0
votes

I have created a NiFi flow that eventually publishes json records as records with Avro encoded values and string keys, using a schema in Confluent Registry for the value schema. Here is the configuration for the AvroRecordSetWriter in NiFi.

I am now trying to use Kafka Connect (connect-standalone) to move the messages to a PostgreSQL database using JdbcSinkConnector, but am getting the following error: Error retrieving Avro schema for id 1

I have confirmed that I have a schema in my Confluent Registry with and ID of 1. Following are my configs for the Connect task

Worker Config:

bootstrap.servers=localhost:29092
key.converter.schemas.enable=false
key.converter=org.apache.kafka.connect.storage.StringConverter
value.converter=io.confluent.connect.avro.AvroConverter
value.converter.schema.registry.url=http://localhost:8081
internal.key.converter=org.apache.kafka.connect.json.JsonConverter
internal.value.converter=org.apache.kafka.connect.json.JsonConverter
offset.storage.file.filename=/tmp/connect.offsets
rest.host.name=localhost
rest.port=8083
plugin.path=share/java

Connector Config:

name=pg-sink
connector.class=io.confluent.connect.jdbc.JdbcSinkConnector
tasks.max=1
topics=rds
connection.url=jdbc:postgresql://localhost:5432/test
connection.user=postgres
connection.password=xxxxxxxx
insert.mode=upsert
table.name.format=test_data
auto.create=true

I created a flow in NiFi that consumes the messages properly and I have also successfully consumed messages (which are formated as JSON in the output) with kafka-avro-console-consumer by specifying --property schema.registry.url=http://schema-registry:8081. Note that I'm running the consumer within a Docker container, and that is why the url is not localhost.

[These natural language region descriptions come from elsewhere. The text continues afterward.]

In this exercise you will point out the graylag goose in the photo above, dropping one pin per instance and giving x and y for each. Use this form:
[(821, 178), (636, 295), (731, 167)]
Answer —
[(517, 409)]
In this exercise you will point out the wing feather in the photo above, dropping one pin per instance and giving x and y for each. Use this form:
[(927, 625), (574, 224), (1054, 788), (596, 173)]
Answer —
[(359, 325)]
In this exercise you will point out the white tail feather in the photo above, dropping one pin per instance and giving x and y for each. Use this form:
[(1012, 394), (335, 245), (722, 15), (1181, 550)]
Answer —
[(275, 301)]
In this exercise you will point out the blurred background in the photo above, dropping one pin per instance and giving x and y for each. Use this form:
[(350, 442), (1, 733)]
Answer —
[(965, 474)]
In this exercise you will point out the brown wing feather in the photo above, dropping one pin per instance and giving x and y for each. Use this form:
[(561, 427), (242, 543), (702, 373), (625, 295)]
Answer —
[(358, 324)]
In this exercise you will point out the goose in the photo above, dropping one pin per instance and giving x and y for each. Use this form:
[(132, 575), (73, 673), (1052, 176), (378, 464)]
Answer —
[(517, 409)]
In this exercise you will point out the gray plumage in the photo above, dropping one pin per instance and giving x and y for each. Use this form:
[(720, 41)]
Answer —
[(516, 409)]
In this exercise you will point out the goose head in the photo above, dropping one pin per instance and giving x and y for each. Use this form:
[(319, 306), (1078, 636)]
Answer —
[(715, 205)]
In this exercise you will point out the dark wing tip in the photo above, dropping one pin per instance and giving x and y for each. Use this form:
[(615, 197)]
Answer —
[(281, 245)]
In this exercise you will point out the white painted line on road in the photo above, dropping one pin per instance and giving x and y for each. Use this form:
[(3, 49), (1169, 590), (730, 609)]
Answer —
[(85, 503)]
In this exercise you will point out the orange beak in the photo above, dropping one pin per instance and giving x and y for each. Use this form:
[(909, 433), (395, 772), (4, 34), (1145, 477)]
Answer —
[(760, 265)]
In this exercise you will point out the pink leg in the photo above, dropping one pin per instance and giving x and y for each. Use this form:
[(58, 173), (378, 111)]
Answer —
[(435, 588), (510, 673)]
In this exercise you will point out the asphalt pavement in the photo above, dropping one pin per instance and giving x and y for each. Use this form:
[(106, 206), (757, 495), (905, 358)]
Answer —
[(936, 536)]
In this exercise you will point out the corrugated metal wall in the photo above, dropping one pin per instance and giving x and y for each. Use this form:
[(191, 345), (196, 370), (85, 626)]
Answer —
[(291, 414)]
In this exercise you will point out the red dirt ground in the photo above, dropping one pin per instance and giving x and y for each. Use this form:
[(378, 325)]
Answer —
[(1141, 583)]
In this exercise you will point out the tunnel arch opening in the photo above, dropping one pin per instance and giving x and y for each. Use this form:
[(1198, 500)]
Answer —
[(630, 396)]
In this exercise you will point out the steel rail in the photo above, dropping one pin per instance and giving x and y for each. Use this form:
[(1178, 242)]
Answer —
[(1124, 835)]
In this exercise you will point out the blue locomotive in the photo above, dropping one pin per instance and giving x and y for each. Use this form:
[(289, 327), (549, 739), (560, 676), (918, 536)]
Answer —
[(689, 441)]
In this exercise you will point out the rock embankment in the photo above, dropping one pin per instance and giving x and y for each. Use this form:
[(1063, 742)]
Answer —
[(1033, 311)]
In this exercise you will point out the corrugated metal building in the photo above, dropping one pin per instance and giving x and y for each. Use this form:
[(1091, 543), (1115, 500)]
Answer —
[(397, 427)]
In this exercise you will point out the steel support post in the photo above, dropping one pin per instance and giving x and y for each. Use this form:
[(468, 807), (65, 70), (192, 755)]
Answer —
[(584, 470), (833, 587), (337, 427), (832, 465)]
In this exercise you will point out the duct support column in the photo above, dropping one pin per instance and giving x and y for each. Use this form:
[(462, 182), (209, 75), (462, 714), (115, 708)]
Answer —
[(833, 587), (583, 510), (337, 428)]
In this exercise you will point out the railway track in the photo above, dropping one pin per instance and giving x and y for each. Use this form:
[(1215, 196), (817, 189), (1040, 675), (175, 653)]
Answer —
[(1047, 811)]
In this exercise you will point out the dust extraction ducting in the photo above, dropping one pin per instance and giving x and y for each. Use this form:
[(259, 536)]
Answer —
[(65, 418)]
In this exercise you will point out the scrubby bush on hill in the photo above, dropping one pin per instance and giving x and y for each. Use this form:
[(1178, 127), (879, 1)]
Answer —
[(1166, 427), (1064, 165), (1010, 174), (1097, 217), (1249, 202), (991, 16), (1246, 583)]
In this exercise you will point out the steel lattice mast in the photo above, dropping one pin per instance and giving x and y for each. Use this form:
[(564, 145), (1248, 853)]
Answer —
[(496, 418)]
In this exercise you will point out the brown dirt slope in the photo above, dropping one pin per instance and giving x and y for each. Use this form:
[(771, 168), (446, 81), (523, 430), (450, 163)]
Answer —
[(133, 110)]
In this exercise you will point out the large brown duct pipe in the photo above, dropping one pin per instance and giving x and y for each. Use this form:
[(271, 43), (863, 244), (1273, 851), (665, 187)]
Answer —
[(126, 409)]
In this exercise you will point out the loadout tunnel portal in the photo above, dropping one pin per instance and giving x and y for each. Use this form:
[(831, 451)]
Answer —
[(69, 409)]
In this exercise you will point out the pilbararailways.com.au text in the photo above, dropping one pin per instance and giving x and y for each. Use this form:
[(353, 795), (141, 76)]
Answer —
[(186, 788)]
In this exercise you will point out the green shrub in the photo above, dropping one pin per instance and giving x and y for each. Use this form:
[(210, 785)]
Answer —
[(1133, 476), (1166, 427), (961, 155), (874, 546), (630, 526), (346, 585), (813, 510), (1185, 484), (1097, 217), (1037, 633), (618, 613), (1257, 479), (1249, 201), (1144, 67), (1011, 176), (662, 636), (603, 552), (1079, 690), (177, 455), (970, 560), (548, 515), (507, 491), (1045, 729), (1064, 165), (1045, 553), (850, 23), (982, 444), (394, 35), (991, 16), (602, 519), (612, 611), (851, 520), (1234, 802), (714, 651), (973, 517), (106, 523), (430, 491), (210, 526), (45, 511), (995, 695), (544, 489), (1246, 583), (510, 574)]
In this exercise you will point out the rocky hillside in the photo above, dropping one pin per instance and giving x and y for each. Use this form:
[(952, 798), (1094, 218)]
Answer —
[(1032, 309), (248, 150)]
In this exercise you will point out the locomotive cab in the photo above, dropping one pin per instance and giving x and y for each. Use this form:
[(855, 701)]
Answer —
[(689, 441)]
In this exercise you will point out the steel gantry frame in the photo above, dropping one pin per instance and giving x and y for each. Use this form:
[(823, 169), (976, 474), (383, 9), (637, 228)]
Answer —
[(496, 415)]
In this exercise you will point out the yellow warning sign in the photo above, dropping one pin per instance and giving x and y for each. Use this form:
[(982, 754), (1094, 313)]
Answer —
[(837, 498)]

I'm not sure what I am missing. My only thought is that I am using the wrong class for the key converter, but that would not make sense with the given error. Can anyone see what I am doing wrong?

1
Nifi can write to Postgres as well. Are you sure you need Kafka Connect and instead do all processing in one location? The error message isn't specific to the value or key, only that the ID cannot be found in the registry for one of the possible rds subjects... If you do GET /subjects on the registry, you might see what's available. Also, if you're using Connect in Docker it's best to use Distributed mode because offsets shouldn't be stored in an ephemeral environment (a container file system) - OneCricketeer
Thanks cricket_007. I had looked at a processor in NiFi (I don’t recall which) for going to PostgreSQL. I’ll probably go back to that line of attack. It looks like PutDatabaseRecord processor might get me there? Using the REST api for the registry, I did see the schema in the registry with ID=1, so I know it’s in the registry. Thanks for the tip on using distribute mode, I’ll switch over within Docker. - philnug
No just ID=1, but as the answer below points out, it needs to be under rds-value for the Confluent Avro deserialization and converters to work - OneCricketeer

1 Answers

0
votes

I don't know much about Nifi but I see that the name of the schema is "rds" and in the error logs it's say that it didn't found the subject in the schema registry.

Kafka use KafkaAvroSerializer to serialize avro records and in the same time registering the associated avro schema in the schema registry. It use KafkaAvroDeserializer to deserialize avro records and retrieving the associated schema from the schema registry.

Schema registry store schema into categories called "subjects" and the default behavior to naming the subject for a record is : topic_name-value for the value record and topic_name-key for the key.

In your case, you didn't register the schema with Kafka but with Nifi, so my guess will be that the name "rds" appears in or is the subject name on the schema registry.

How did you verify that you schema was corectly stored ?

Normally in your case the correct subject will be rds-value because you're using schema registry only on value records.